Harding has not yet made any public comments on his stance on collective bargaining. Obama's first choice to run TSA, Erroll Southers, dropped out in January after Sen. Jim DeMint, R-S.C., placed a hold on his nomination. DeMint's hold was largely motivated by Southers' pledge to study collective bargaining rights for TSA employees, which DeMint strongly opposes.

NTEU's chief rival, the American Federation of Government Employees, last month asked the Federal Labor Relations Authority to hold an election to decide which union will represent TSA employees. Kelley said NTEU is ready to file to be added to the ballot once FLRA decides to hold an election.

NTEU also wants Congress to pass bills that: provide health care, retirement and other benefits for same-sex partners of gay and lesbian federal employees; reform how the government buys federal employees' prescription drugs; and permanently take away the Homeland Security Department's ability to create an alternative personnel system like the defunct MaxHR system.

And if Congress increases the 2011 pay raise for military service members, NTEU said it wants Congress to provide an equal pay raise for federal employees. The White House last month proposed a 1.4 percent pay raise for both feds and service members.

House OKs bill to repay furloughed DOT employees

The House today passed a bill that would allow the Transportation Department to reimburse 1,922 employees who were furloughed for two days last week.

Rep. Gerry Connolly, D-Va., who sponsored HR 4786, said the bill will allow Transportation to use $937,000 in already-obligated funds to reimburse employees furloughed March 1 and 2, and will not cost any additional money.

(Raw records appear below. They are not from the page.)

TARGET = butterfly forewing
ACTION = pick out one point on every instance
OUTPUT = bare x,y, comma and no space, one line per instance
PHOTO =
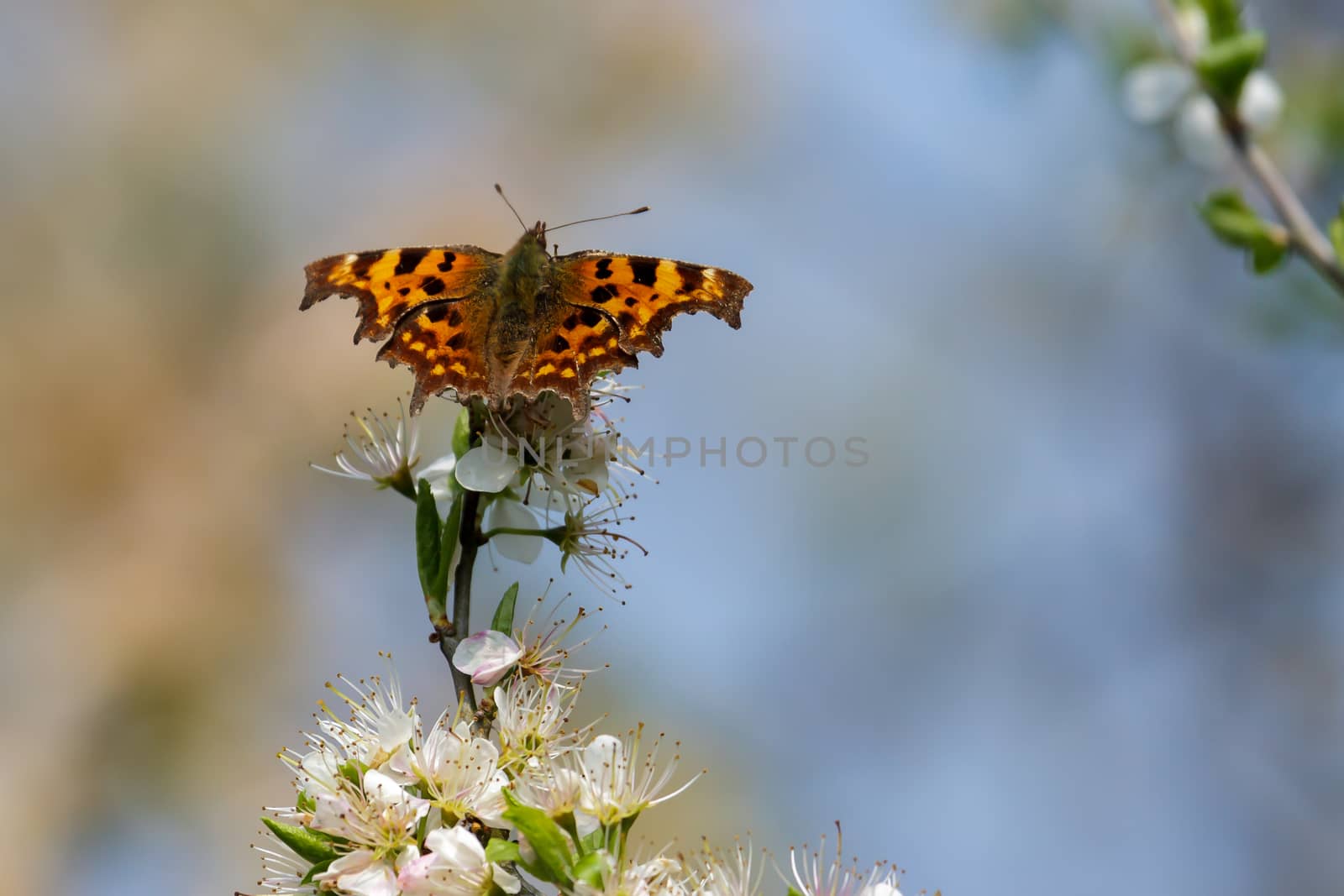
642,295
391,282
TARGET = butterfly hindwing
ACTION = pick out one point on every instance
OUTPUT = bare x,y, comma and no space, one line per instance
445,343
573,344
391,282
642,295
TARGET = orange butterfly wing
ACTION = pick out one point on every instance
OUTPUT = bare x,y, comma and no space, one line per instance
573,345
445,344
642,295
391,282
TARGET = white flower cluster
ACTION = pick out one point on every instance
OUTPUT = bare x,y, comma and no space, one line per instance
541,474
385,808
504,801
1164,89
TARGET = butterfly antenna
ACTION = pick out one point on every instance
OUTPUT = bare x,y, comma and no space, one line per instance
501,191
584,221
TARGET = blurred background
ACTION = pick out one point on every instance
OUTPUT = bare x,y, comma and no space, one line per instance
1075,625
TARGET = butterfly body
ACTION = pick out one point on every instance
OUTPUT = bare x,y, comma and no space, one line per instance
481,324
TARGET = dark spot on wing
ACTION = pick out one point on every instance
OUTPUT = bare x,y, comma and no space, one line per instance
645,270
409,261
691,278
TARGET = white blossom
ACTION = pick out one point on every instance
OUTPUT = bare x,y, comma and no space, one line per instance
454,866
617,782
1160,90
487,656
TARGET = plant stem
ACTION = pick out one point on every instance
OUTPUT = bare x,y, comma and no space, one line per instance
470,539
1307,238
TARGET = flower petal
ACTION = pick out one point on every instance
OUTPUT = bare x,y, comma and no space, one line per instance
1261,102
487,656
487,468
1200,134
1153,90
438,474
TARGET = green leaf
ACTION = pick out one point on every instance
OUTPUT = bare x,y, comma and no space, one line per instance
503,620
503,851
304,842
548,841
1223,66
1238,224
448,547
1337,234
591,869
1225,18
428,533
316,869
463,432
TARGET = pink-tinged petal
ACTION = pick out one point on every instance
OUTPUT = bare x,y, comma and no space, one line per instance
488,469
487,656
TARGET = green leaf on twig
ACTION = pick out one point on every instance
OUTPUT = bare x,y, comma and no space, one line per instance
1236,224
436,544
1223,66
548,840
593,869
503,851
1225,18
304,842
1337,235
463,432
503,620
428,539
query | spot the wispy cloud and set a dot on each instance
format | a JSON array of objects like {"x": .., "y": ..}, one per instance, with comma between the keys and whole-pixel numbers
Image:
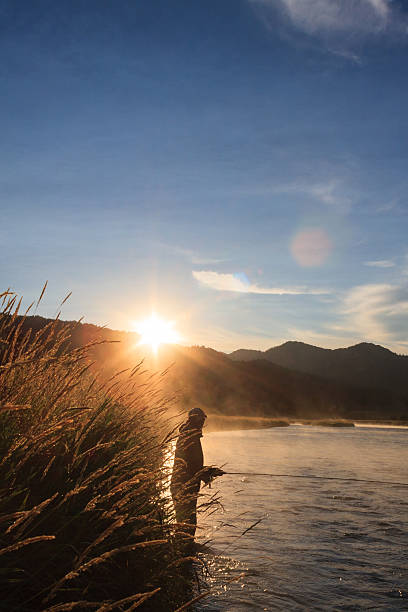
[
  {"x": 238, "y": 283},
  {"x": 337, "y": 23},
  {"x": 331, "y": 193},
  {"x": 377, "y": 312},
  {"x": 195, "y": 258},
  {"x": 380, "y": 263}
]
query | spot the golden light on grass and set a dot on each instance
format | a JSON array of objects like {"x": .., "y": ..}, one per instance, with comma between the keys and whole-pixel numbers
[{"x": 155, "y": 331}]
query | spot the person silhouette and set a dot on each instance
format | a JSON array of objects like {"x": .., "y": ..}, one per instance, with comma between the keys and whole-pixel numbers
[{"x": 189, "y": 471}]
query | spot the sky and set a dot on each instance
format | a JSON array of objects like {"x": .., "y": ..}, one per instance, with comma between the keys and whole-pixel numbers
[{"x": 237, "y": 166}]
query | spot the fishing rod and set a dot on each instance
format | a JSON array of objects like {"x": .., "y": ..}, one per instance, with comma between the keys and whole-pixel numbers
[{"x": 385, "y": 482}]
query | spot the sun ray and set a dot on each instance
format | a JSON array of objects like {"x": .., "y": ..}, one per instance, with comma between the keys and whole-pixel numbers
[{"x": 156, "y": 331}]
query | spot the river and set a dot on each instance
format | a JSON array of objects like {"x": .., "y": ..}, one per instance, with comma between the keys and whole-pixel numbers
[{"x": 320, "y": 544}]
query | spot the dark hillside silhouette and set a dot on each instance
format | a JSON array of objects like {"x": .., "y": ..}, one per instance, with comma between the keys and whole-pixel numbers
[
  {"x": 257, "y": 387},
  {"x": 363, "y": 365}
]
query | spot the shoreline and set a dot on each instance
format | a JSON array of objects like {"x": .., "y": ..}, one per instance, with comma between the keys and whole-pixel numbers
[{"x": 216, "y": 423}]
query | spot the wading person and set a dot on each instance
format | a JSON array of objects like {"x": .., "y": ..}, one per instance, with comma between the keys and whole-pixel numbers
[{"x": 189, "y": 471}]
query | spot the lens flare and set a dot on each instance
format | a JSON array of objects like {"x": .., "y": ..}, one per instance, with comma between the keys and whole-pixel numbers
[{"x": 156, "y": 331}]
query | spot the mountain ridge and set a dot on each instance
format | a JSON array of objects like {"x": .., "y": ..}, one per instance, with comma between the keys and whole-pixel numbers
[
  {"x": 364, "y": 364},
  {"x": 211, "y": 379}
]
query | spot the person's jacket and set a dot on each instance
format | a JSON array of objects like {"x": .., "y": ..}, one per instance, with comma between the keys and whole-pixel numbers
[{"x": 188, "y": 457}]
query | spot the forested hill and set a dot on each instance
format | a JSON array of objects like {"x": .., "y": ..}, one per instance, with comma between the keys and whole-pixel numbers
[
  {"x": 204, "y": 377},
  {"x": 362, "y": 365}
]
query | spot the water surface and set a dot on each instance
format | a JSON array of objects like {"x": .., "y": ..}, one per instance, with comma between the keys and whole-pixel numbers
[{"x": 320, "y": 544}]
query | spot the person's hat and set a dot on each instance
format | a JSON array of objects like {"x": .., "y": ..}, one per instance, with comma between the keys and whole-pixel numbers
[{"x": 197, "y": 412}]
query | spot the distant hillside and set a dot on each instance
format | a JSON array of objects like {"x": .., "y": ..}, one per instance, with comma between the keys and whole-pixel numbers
[
  {"x": 362, "y": 365},
  {"x": 204, "y": 377}
]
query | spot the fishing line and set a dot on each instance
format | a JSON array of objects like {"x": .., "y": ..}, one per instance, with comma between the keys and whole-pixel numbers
[{"x": 384, "y": 482}]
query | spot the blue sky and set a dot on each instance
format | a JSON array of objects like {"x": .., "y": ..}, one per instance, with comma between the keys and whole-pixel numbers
[{"x": 240, "y": 166}]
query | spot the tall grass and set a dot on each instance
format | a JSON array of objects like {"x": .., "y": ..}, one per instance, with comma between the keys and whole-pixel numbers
[{"x": 84, "y": 522}]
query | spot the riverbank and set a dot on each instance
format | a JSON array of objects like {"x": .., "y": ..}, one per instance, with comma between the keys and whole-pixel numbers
[
  {"x": 85, "y": 521},
  {"x": 232, "y": 423}
]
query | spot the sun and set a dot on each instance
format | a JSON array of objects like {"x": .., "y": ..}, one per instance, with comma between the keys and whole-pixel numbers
[{"x": 156, "y": 331}]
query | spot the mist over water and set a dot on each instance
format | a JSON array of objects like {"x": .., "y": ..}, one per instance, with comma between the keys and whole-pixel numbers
[{"x": 321, "y": 544}]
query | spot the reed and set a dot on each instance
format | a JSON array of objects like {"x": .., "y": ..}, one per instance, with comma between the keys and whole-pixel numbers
[{"x": 84, "y": 518}]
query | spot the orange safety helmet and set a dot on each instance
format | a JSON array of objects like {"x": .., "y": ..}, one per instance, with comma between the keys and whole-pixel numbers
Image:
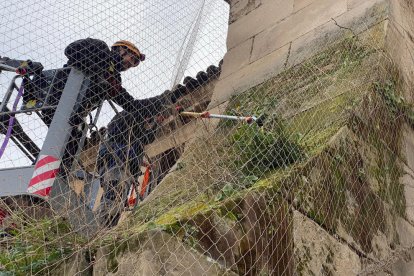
[{"x": 131, "y": 47}]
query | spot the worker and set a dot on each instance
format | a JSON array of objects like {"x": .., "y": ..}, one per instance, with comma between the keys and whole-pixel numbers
[
  {"x": 103, "y": 66},
  {"x": 120, "y": 158}
]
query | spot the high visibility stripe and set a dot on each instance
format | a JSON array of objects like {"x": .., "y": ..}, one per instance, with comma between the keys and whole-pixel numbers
[
  {"x": 43, "y": 177},
  {"x": 47, "y": 167},
  {"x": 46, "y": 170},
  {"x": 145, "y": 181},
  {"x": 45, "y": 159},
  {"x": 43, "y": 192}
]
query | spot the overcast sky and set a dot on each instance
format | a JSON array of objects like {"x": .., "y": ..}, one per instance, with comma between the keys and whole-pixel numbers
[{"x": 41, "y": 29}]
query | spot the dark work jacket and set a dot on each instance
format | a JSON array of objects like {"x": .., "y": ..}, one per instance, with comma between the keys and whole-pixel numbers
[{"x": 94, "y": 58}]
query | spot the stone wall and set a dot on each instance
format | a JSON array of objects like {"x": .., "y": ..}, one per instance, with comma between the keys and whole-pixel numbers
[{"x": 266, "y": 37}]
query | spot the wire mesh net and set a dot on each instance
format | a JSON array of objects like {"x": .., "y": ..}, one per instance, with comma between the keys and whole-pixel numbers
[{"x": 131, "y": 176}]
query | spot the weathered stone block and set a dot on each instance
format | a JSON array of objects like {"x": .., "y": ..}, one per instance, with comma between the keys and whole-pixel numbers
[
  {"x": 296, "y": 25},
  {"x": 257, "y": 20},
  {"x": 318, "y": 253},
  {"x": 352, "y": 4},
  {"x": 359, "y": 20},
  {"x": 249, "y": 76},
  {"x": 236, "y": 58},
  {"x": 300, "y": 4}
]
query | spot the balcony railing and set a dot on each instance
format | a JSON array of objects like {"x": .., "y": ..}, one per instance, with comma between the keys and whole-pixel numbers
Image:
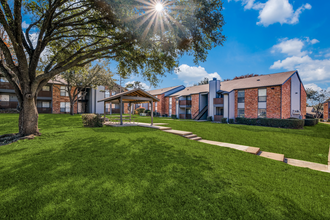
[
  {"x": 185, "y": 102},
  {"x": 5, "y": 85},
  {"x": 218, "y": 101},
  {"x": 45, "y": 94},
  {"x": 218, "y": 117},
  {"x": 44, "y": 110},
  {"x": 5, "y": 105},
  {"x": 185, "y": 116}
]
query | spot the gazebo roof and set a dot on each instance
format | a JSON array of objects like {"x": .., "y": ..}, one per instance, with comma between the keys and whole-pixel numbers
[{"x": 135, "y": 95}]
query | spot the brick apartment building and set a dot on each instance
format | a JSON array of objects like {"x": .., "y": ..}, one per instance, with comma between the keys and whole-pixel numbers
[
  {"x": 326, "y": 110},
  {"x": 279, "y": 95},
  {"x": 53, "y": 98}
]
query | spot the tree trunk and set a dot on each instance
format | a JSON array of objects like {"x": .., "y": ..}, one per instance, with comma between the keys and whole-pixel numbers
[
  {"x": 71, "y": 108},
  {"x": 28, "y": 117}
]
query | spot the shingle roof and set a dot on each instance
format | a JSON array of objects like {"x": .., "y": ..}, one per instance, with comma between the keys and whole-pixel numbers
[
  {"x": 192, "y": 90},
  {"x": 161, "y": 91},
  {"x": 256, "y": 81},
  {"x": 252, "y": 82}
]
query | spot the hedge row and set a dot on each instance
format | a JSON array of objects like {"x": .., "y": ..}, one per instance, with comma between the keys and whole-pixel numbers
[{"x": 272, "y": 122}]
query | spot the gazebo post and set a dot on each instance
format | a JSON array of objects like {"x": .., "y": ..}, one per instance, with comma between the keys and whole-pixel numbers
[
  {"x": 104, "y": 111},
  {"x": 152, "y": 113},
  {"x": 121, "y": 110}
]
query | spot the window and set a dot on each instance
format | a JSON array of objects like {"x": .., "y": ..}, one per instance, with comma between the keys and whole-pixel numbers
[
  {"x": 262, "y": 95},
  {"x": 45, "y": 104},
  {"x": 240, "y": 96},
  {"x": 46, "y": 88},
  {"x": 106, "y": 94},
  {"x": 219, "y": 95},
  {"x": 240, "y": 113},
  {"x": 63, "y": 91},
  {"x": 219, "y": 111},
  {"x": 261, "y": 113},
  {"x": 65, "y": 106},
  {"x": 3, "y": 79}
]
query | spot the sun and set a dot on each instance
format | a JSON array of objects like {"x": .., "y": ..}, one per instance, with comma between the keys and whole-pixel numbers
[{"x": 159, "y": 7}]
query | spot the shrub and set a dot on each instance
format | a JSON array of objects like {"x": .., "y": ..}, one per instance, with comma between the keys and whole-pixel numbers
[
  {"x": 148, "y": 112},
  {"x": 92, "y": 120},
  {"x": 311, "y": 122},
  {"x": 272, "y": 122}
]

The employees were caught in the middle of a budgetary dispute after Sen. Jim Bunning, R-Ky., blocked a bill to extend unemployment benefits and provide highway funding. Bunning had objected that the bill would add $10 billion to the deficit, but he relented on March 2 and the bill passed.

Transportation said last week the highway funding bill did not provide funds to reimburse the employees and that the agency could not use other funds to pay them.

A congressional staffer said Transportation is now talking to key senators to get them to pass HR 4786 or a similar bill.

Connolly said Congress repaid furloughed employees during the last government shutdowns in late 1995 and early 1996.

"It was the right thing to do then, and it's the right thing to do now," Connolly said.

The furloughed employees were at the Federal Highway Administration, Federal Motor Carrier Safety Administration, National Highway Traffic Safety Administration and the Research and Innovative Technology Administration.